The fluorescence performance of the sample was analyzed by a fluorescence spectrometer, and the quantum efficiency was measured to be 10.3% with quinine sulfate as a reference.
Example 4:
the fluorescent probe based on the carbon quantum dots prepared by the microwave-assisted synthesis method comprises the following steps:
10g of fructus Xanthii powder is added into 100mL of ultrapure water, the mixture is transferred into a microwave reactor after being uniformly mixed under the magnetic stirring state, the temperature is set to 400 ℃, the upper pressure limit is 2Mpa, the upper power limit is 1000W, and the reaction time is 12h. And after the reaction is finished, naturally cooling the reaction solution, centrifuging, setting the rotation speed to 12000rpm, centrifuging for 60min, filtering twice by using a filter membrane with the diameter of 0.8 mu m, and dialyzing for 72h by using a dialysis bag with the molecular weight cutoff of 10000Da to obtain a sample. The mass of the dried sample was measured and the yield was calculated to be 3.4%.

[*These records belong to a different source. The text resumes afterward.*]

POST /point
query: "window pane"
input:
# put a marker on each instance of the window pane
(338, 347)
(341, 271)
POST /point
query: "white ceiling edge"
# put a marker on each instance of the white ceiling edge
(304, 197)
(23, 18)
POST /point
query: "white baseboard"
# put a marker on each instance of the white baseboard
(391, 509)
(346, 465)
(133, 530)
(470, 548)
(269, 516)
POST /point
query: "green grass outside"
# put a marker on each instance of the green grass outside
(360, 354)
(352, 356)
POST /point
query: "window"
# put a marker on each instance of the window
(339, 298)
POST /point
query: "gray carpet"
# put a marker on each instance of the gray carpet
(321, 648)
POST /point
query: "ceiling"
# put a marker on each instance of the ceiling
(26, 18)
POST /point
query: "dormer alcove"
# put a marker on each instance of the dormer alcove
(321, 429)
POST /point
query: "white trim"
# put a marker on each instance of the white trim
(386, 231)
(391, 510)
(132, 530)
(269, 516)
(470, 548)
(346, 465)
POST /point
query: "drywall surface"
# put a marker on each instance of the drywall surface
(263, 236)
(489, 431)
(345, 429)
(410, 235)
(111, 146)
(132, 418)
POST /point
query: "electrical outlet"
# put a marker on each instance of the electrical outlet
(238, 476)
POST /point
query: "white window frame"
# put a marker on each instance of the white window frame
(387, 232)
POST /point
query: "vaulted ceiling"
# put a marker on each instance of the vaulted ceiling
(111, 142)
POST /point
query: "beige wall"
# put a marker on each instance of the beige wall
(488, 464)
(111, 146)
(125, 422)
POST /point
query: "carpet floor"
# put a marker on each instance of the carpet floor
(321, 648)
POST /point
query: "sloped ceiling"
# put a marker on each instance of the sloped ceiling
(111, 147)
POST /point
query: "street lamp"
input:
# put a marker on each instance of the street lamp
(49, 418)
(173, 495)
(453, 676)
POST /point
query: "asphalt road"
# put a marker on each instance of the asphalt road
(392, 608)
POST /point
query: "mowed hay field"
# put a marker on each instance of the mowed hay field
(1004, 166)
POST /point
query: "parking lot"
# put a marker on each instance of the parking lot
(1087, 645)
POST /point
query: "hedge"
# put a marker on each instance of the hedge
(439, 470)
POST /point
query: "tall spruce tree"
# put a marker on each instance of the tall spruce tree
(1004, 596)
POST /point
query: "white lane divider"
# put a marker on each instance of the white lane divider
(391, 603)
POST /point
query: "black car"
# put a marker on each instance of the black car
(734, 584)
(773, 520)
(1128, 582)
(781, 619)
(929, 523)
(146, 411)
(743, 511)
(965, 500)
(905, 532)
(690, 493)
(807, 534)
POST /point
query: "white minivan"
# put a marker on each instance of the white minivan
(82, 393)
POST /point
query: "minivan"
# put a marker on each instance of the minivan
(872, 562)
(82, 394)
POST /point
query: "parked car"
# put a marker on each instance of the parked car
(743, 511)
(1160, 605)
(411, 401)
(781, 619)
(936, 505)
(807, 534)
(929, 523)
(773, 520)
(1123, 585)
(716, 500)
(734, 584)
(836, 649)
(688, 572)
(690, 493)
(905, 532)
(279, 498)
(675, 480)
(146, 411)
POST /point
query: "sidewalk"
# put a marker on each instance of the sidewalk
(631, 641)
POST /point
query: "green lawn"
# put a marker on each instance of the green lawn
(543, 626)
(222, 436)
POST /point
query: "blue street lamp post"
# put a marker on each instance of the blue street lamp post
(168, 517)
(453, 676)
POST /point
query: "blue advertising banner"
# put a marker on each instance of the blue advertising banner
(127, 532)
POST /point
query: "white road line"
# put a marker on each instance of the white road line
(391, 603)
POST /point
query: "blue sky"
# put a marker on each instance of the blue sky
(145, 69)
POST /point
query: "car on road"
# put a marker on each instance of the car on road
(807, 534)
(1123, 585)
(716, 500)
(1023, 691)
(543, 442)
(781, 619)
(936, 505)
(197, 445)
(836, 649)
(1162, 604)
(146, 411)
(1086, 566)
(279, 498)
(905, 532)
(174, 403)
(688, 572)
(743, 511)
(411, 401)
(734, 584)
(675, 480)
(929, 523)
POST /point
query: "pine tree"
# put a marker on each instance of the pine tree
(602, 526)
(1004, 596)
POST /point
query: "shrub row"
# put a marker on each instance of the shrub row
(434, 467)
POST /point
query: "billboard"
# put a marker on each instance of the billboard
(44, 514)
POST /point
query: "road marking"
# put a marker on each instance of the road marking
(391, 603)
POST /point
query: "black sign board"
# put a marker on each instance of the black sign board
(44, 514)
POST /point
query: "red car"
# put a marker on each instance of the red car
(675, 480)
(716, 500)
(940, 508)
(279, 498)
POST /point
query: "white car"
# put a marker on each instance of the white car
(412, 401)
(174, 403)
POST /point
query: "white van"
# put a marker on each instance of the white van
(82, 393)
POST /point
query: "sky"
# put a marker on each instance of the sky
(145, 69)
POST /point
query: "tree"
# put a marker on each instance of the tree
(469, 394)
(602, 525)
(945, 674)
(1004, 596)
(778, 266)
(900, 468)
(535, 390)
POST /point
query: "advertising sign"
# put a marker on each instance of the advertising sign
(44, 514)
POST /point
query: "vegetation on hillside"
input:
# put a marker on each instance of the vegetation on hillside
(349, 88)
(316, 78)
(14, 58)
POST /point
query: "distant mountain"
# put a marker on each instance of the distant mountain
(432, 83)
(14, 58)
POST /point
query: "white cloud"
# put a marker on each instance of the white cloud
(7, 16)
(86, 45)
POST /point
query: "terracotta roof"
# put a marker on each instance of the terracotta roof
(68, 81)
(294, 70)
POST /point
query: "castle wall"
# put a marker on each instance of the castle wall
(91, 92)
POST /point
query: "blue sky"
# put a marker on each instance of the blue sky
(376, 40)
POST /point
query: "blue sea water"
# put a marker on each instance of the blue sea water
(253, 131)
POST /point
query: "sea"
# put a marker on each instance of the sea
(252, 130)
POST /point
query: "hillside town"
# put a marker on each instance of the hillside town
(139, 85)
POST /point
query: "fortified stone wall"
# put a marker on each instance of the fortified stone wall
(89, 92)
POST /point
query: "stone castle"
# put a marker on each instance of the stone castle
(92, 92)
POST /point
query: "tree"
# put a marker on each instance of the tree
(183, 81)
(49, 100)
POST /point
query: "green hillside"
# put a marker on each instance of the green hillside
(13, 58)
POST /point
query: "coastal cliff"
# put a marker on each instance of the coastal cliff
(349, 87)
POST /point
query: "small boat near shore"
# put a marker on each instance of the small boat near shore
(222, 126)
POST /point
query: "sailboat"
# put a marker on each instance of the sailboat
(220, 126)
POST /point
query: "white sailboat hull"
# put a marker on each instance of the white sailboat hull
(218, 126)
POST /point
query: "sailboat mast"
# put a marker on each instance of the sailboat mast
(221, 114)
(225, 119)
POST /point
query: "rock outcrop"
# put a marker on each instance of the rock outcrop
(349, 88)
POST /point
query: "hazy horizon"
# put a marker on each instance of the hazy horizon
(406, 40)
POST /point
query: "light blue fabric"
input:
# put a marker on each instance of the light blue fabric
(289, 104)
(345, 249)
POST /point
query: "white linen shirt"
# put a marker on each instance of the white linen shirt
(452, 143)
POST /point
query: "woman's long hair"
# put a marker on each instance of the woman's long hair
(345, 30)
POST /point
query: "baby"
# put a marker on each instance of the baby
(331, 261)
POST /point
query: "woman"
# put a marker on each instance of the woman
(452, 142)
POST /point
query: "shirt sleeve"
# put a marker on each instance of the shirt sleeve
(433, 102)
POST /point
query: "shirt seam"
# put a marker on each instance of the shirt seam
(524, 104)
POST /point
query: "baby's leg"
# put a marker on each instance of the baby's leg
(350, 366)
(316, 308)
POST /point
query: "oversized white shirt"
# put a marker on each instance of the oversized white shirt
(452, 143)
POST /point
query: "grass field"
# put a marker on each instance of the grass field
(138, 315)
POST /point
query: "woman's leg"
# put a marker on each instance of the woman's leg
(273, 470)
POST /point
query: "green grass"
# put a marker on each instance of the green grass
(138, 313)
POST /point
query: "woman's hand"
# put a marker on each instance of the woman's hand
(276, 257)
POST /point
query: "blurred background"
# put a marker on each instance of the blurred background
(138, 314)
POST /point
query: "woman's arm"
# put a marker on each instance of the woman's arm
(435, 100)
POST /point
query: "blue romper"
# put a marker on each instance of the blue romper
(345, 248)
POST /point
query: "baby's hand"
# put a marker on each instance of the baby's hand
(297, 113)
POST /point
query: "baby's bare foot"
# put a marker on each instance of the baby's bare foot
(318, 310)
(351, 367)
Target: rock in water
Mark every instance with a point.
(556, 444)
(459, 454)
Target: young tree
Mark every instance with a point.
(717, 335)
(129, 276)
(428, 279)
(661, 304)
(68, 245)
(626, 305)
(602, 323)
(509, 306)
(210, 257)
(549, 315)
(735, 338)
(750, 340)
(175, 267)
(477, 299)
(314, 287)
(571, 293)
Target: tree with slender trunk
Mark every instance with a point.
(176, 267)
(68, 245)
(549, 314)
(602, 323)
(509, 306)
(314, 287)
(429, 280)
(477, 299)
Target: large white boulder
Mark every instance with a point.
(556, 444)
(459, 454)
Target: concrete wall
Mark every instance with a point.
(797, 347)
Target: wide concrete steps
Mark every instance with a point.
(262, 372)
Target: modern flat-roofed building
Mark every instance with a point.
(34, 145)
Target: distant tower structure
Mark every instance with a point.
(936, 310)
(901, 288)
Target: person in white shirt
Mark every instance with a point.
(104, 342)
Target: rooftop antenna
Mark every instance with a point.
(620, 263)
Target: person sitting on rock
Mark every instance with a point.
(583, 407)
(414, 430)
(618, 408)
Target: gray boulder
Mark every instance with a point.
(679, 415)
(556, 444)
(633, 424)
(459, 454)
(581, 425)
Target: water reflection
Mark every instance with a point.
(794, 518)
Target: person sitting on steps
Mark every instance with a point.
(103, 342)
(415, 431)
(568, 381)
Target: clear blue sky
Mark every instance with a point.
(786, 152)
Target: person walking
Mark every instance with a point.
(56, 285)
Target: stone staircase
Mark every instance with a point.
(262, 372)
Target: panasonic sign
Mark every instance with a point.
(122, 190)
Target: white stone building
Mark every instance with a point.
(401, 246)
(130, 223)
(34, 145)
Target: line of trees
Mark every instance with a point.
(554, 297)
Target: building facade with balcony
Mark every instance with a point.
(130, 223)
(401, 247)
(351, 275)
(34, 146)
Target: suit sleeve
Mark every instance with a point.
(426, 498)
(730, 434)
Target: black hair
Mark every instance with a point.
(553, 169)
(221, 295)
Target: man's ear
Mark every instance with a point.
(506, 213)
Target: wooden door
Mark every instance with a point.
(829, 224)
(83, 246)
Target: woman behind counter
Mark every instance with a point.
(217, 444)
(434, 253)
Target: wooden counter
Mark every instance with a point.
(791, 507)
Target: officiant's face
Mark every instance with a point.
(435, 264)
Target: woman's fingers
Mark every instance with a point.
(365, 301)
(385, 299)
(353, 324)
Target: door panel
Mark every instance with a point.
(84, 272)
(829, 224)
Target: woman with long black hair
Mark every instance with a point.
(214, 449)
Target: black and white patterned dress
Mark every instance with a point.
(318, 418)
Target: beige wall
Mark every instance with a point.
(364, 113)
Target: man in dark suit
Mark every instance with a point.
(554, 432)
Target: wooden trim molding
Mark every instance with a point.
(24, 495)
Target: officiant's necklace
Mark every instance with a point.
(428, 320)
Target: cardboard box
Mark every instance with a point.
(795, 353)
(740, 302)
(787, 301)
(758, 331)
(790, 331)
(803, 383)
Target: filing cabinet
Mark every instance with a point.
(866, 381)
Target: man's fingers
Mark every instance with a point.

The fluorescence performance of the sample was analyzed by a fluorescence spectrometer, and the quantum efficiency was measured to be 0.9% with quinine sulfate as a reference.
Example 5:
the fluorescent probe based on the carbon quantum dots prepared by the microwave method comprises the following steps:
4g of fructus Xanthii powder is added into 60mL of ultrapure water, and the mixture is transferred into a microwave oven after being uniformly mixed under the magnetic stirring state, the power is set to be 500W, and the reaction time is 8min. And after the reaction is finished, naturally cooling the reaction solution, centrifuging, setting the rotating speed to 7500rpm, centrifuging for 45min, filtering twice by using a filter membrane with the diameter of 0.5 mu m, and dialyzing for 36h by using a dialysis bag with the molecular weight cutoff of 2000Da to obtain a sample. The mass of the dried sample was measured and the yield was calculated to be 10.4%.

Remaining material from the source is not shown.